Il territorio di Mineo è uno
dei più ricchi comprensori archeologici della Provincia,
conserva infatti resti che vanno dal Paleolitico al
Medioevo. Celebre per il famosissimo santuario legato al
culto dei Palici, divinità sotterranee preelleniche, fu
città sicula nell'VIII secolo a. C., identificata con
l'antica Menai, patria del capo siculo Ducezio, che la
fortificò intorno al V secolo a. C.
Durante il periodo greco vi fu costruito un tempio
dedicato al Dio Sole, dove, sembra, sia stata in seguito
edificata la chiesa di S. Maria Maggiore. Nel periodo
romano a Mineo, importante centro produttore di grano,
vennero portate da Roma le spoglie della vergine e martire
S. Agrippina, patrona della città. Nell'828, conquistata
dagli arabi, cambiò il suo nome da Menae in Qualat Minam.

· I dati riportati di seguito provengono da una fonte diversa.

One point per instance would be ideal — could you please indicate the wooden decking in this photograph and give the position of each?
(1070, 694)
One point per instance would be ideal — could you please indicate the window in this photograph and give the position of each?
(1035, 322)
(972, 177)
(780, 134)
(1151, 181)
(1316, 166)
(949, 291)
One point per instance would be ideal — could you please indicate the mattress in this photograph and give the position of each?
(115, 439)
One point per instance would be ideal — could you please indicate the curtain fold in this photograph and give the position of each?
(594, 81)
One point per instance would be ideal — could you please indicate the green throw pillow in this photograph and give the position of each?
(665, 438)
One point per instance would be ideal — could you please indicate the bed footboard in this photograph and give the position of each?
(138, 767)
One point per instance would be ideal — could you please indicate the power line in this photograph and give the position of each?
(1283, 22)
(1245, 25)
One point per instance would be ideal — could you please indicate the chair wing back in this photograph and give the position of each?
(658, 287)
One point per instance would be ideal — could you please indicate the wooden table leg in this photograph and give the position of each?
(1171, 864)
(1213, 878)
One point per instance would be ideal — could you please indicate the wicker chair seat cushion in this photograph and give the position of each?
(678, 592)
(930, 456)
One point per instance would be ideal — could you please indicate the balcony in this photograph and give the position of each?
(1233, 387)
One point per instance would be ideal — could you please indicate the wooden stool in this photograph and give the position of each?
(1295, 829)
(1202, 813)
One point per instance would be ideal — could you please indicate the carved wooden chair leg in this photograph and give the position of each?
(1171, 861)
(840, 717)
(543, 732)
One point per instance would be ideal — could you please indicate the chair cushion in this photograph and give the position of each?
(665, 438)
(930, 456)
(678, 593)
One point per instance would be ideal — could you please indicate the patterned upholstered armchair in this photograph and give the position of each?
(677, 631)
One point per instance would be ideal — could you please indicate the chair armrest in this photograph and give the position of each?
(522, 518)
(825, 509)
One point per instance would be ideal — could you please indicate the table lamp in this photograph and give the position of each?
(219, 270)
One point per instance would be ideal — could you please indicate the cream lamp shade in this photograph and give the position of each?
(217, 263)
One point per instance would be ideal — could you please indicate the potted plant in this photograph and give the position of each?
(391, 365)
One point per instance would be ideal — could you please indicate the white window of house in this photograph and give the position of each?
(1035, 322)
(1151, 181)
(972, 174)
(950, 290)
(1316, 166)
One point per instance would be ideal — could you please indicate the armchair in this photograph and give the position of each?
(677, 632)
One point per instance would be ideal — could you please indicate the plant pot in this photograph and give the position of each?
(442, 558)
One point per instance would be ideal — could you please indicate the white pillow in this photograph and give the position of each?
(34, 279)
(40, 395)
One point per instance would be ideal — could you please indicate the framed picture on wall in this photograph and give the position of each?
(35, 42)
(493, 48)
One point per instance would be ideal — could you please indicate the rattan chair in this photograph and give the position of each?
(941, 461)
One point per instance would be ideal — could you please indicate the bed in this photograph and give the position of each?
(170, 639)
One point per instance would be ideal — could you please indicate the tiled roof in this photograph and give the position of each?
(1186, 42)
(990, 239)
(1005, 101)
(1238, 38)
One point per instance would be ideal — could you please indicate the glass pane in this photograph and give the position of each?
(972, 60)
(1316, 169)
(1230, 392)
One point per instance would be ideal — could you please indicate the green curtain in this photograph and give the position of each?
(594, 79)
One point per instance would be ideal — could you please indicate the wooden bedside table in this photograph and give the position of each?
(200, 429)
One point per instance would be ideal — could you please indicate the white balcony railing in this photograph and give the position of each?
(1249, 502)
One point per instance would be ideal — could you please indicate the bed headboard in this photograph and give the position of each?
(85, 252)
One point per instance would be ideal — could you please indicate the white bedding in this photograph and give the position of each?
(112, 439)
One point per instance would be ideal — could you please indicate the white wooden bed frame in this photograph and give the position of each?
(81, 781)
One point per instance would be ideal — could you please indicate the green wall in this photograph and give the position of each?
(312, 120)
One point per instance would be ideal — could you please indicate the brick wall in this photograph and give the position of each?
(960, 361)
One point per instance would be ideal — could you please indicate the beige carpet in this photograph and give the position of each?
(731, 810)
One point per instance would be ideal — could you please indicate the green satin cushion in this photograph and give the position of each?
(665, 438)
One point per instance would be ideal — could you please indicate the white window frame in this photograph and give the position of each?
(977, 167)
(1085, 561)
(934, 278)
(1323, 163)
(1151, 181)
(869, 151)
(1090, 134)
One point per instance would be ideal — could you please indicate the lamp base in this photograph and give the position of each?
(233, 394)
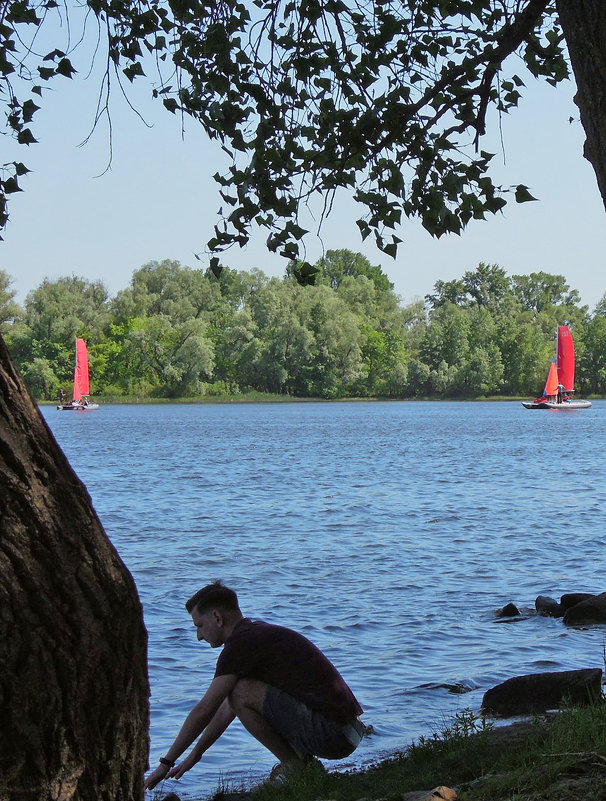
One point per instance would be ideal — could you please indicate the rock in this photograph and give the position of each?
(591, 610)
(441, 793)
(509, 610)
(572, 598)
(548, 607)
(538, 692)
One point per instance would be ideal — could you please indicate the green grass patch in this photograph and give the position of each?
(549, 758)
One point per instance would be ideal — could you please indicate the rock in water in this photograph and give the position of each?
(548, 607)
(509, 610)
(538, 692)
(572, 598)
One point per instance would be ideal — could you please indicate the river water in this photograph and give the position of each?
(387, 533)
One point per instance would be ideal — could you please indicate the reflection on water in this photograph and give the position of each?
(387, 533)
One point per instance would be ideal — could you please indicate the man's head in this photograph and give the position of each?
(215, 612)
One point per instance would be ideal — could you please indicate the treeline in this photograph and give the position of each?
(180, 332)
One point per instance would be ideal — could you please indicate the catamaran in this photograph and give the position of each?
(559, 387)
(80, 402)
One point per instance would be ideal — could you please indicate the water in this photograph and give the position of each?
(388, 533)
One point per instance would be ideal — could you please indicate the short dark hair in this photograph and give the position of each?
(215, 595)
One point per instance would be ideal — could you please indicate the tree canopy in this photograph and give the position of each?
(388, 99)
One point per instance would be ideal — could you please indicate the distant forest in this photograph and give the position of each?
(177, 332)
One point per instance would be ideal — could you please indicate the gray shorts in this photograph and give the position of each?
(308, 731)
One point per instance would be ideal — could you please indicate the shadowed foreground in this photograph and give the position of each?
(73, 676)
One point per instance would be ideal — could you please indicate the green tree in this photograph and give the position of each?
(591, 364)
(41, 380)
(10, 311)
(55, 314)
(335, 357)
(540, 291)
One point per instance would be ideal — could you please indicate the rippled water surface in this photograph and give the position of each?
(388, 533)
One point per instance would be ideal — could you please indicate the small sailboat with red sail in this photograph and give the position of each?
(559, 387)
(80, 400)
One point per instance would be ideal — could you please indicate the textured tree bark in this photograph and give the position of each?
(584, 26)
(73, 674)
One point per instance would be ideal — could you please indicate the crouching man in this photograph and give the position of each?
(282, 688)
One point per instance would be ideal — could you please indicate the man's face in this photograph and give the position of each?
(209, 627)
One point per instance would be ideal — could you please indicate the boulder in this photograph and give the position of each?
(590, 610)
(538, 692)
(509, 610)
(548, 607)
(441, 793)
(572, 598)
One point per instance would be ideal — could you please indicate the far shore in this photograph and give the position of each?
(266, 398)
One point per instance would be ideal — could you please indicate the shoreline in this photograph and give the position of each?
(279, 399)
(557, 756)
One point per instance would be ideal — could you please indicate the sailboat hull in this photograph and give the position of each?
(565, 406)
(68, 407)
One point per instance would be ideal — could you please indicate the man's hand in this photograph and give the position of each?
(184, 766)
(155, 777)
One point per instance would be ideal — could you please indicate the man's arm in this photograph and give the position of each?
(223, 717)
(197, 720)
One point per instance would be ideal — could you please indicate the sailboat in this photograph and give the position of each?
(559, 387)
(80, 400)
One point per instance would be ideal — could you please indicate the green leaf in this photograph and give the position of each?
(523, 195)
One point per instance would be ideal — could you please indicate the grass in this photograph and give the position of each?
(551, 758)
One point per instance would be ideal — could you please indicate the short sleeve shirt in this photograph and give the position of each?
(288, 661)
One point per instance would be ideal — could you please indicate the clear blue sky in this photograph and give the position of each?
(158, 201)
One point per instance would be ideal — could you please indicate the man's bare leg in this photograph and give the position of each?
(246, 700)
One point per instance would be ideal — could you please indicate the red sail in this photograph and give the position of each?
(565, 358)
(551, 385)
(81, 370)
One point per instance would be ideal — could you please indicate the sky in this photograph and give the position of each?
(158, 201)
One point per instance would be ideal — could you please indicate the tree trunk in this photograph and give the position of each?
(584, 26)
(73, 676)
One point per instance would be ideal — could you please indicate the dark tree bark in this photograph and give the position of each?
(584, 26)
(73, 674)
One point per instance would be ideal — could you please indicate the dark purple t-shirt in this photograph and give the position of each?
(288, 661)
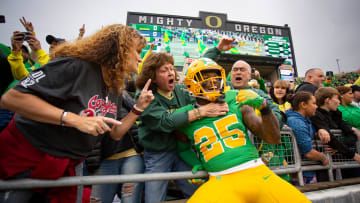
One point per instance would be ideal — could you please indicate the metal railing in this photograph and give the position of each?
(286, 151)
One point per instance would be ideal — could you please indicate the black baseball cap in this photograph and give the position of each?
(50, 39)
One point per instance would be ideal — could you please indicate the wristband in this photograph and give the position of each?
(200, 117)
(136, 110)
(63, 114)
(323, 159)
(265, 111)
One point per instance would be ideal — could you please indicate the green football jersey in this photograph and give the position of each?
(221, 142)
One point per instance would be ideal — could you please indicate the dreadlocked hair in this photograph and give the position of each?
(110, 48)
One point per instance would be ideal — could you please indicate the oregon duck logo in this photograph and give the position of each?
(209, 22)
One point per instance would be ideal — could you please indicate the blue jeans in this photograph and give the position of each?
(25, 195)
(157, 162)
(130, 192)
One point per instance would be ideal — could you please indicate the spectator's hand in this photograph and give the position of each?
(145, 97)
(34, 43)
(81, 32)
(214, 109)
(197, 181)
(94, 125)
(152, 46)
(250, 98)
(257, 75)
(324, 136)
(329, 150)
(225, 44)
(27, 24)
(17, 41)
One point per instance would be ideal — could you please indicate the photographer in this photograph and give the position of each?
(21, 60)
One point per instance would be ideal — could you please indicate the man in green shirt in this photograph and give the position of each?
(158, 122)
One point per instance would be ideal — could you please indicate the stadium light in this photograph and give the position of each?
(337, 61)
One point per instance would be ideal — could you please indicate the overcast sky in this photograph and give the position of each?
(322, 30)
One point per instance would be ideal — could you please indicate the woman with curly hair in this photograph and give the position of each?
(65, 107)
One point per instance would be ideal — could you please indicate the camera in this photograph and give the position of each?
(25, 36)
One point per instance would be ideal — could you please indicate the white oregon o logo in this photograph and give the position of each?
(207, 21)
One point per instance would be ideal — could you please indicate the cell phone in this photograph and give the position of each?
(2, 19)
(26, 35)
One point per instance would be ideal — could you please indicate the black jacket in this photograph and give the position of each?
(333, 120)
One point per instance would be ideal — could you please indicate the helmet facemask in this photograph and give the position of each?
(205, 79)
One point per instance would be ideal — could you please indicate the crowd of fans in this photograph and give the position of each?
(310, 107)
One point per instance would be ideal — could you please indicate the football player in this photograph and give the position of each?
(222, 144)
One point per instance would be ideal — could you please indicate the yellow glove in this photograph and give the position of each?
(197, 181)
(249, 97)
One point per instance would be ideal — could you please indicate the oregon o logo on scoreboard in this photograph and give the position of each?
(208, 21)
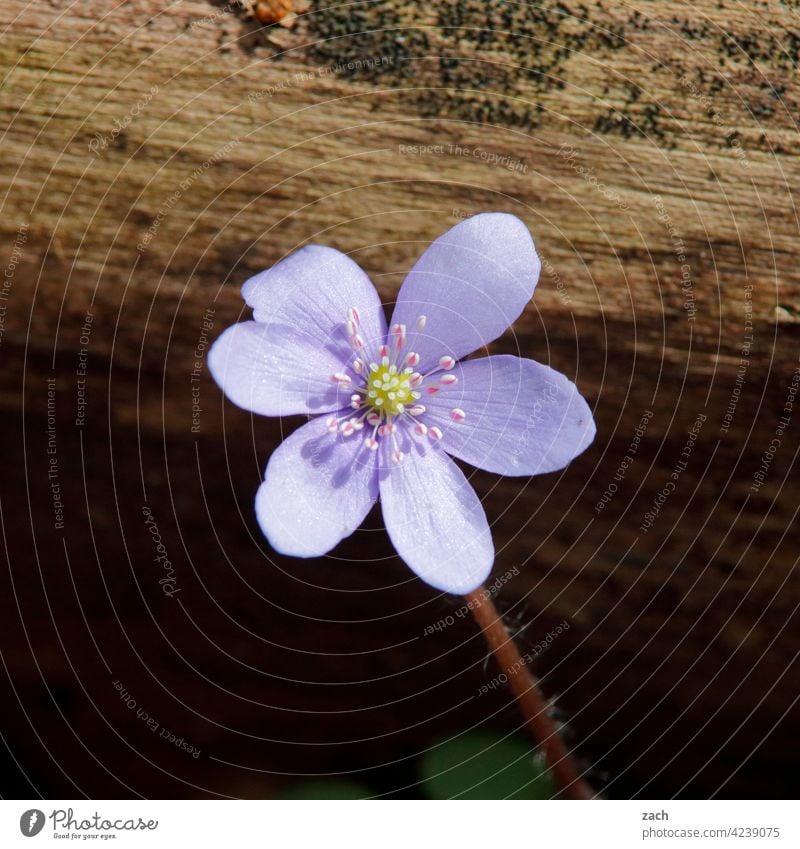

Gli arabi introdussero a Mineo la coltura degli "agrumi" e
arricchirono la zona collinare, che circonda il paese, con
vigne, ulivi e peri, introducendo la "zenia", recipiente
naturale di raccolta d'acqua, ancora esistente come
riserva per gli agrumeti. Durante il periodo normanno fu
ricostruito il castello (castello Ducezio) che, secondo
gli storici, era formato da dodici torri merlate, disposte
intorno a un triplice atrio, con la torre maestra al
centro. Con Fedrico II di Svevia, che lo fece restaurare e
abbellire da architetti francesi, il castello divenne uno
dei più belli dell'isola. Sotto la dominazione Angioina,
la città di Mineo patì ingiustizie e mal governo, ai quali
si ribellò partecipando alla rivolta dei Vespri Siciliani
del 1282. Animatore di queste rivolte fu Adinolfo,
coraggioso personaggio a cui il paese ha voluto dedicare
la porta omonima (Porta Adinolfo). Nei secoli XVI e XVII
Mineo vide fiorire arte e cultura, divenendo centro di
studi al quale diedero valido contributo le comunità
religiose (14 monasteri e conventi e 48 chiese).